You probably know someone who is divorced. That is because divorce is very common. When people get divorced, they have to cope with painful emotions. They may feel anger, regret, despair, and shame. One brother said: “When we divorced, my ex-wife prevented me from seeing my two little girls. That led me to feel that no one cared for me anymore and even that Jehovah must have abandoned me. I lost my desire to live. In time, I realized how wrong my thinking had been.”
After a divorce, some may also feel that the brothers and sisters in the congregation no longer care about them or do not understand their feelings. They may think that others are judging or avoiding them. But later, as divorced ones adjust to their circumstances, they may realize that others actually showed them much love and understanding.
FEELINGS OF LONELINESS AND REJECTION
Even though we may try our best to help a divorced brother or sister, he or she may still feel lonely and rejected at times. One sister says that even eight years after her divorce, she sometimes still feels unloved and sad.
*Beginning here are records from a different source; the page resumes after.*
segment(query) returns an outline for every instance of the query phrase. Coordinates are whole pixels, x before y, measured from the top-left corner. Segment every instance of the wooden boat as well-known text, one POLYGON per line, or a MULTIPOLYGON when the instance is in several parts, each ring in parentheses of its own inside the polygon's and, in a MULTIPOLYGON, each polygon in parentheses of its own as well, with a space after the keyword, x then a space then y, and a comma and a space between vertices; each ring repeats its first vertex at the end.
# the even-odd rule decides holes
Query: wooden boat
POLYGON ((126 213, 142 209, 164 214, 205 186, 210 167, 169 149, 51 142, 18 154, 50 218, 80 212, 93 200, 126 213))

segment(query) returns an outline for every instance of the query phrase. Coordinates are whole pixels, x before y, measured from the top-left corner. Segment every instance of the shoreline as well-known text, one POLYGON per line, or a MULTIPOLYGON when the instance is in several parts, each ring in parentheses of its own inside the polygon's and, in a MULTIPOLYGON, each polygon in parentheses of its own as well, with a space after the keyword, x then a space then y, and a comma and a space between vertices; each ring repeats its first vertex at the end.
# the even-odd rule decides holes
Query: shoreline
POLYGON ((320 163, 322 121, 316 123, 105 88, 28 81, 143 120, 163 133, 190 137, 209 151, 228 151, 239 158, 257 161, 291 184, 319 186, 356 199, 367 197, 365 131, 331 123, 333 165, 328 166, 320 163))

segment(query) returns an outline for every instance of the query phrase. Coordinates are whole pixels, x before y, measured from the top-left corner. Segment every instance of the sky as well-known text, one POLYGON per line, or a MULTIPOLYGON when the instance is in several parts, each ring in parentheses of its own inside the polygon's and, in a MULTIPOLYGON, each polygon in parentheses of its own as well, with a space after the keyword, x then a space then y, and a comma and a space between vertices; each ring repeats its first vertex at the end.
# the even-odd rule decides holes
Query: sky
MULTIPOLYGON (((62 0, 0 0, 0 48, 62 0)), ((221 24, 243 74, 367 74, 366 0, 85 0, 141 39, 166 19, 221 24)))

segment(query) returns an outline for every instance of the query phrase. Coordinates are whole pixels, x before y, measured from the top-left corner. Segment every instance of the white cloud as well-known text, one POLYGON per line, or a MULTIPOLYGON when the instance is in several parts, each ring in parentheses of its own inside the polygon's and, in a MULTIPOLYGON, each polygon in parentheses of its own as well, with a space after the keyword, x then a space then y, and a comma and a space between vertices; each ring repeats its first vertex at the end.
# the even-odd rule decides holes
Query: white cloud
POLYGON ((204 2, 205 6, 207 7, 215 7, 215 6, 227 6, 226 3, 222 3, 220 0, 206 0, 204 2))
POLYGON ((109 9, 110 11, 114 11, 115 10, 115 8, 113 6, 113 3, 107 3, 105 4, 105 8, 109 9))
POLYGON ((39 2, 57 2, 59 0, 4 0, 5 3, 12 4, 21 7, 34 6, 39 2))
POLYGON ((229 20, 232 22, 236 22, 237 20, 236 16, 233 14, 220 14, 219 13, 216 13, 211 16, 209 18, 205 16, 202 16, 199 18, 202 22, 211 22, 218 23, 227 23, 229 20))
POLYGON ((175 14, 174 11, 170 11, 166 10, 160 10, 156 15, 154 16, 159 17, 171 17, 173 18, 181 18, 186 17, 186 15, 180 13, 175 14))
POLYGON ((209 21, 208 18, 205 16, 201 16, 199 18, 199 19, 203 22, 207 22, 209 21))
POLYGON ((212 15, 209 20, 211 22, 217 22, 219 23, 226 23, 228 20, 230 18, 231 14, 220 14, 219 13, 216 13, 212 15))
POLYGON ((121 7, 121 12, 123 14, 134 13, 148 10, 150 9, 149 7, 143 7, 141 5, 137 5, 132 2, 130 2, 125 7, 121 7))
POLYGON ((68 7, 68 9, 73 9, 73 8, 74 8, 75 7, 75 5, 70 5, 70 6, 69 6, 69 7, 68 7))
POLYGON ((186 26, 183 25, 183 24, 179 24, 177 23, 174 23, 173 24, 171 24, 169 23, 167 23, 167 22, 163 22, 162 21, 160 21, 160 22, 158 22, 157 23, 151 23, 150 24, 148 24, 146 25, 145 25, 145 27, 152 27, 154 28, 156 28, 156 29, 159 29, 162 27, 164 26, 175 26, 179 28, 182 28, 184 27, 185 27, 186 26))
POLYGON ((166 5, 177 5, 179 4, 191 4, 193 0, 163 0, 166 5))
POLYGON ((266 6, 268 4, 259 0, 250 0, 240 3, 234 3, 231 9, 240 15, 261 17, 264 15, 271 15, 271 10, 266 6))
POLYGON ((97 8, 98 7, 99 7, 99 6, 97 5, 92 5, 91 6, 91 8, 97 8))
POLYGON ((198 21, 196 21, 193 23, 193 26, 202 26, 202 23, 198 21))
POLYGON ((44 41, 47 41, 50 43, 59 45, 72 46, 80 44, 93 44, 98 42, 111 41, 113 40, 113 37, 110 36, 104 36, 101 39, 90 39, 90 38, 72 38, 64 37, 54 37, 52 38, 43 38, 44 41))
At such times, she just wants to be alone to cry.
It is important that those who are divorced do not make a habit of isolating themselves. (Proverbs 18:1) At the same time, they need to be careful not to make a habit of seeking comfort from someone of the opposite sex. Doing this could lead to improper romantic feelings.
When our divorced brothers and sisters feel lonely, rejected, and anxious about the future, we want to try to understand their feelings and do what we can to assist them, in imitation of Jehovah. (Psalm 55:22; 1 Peter 5:6, 7) We can be sure that they will appreciate the help we give them as true friends.—Proverbs 17:17; 18:24.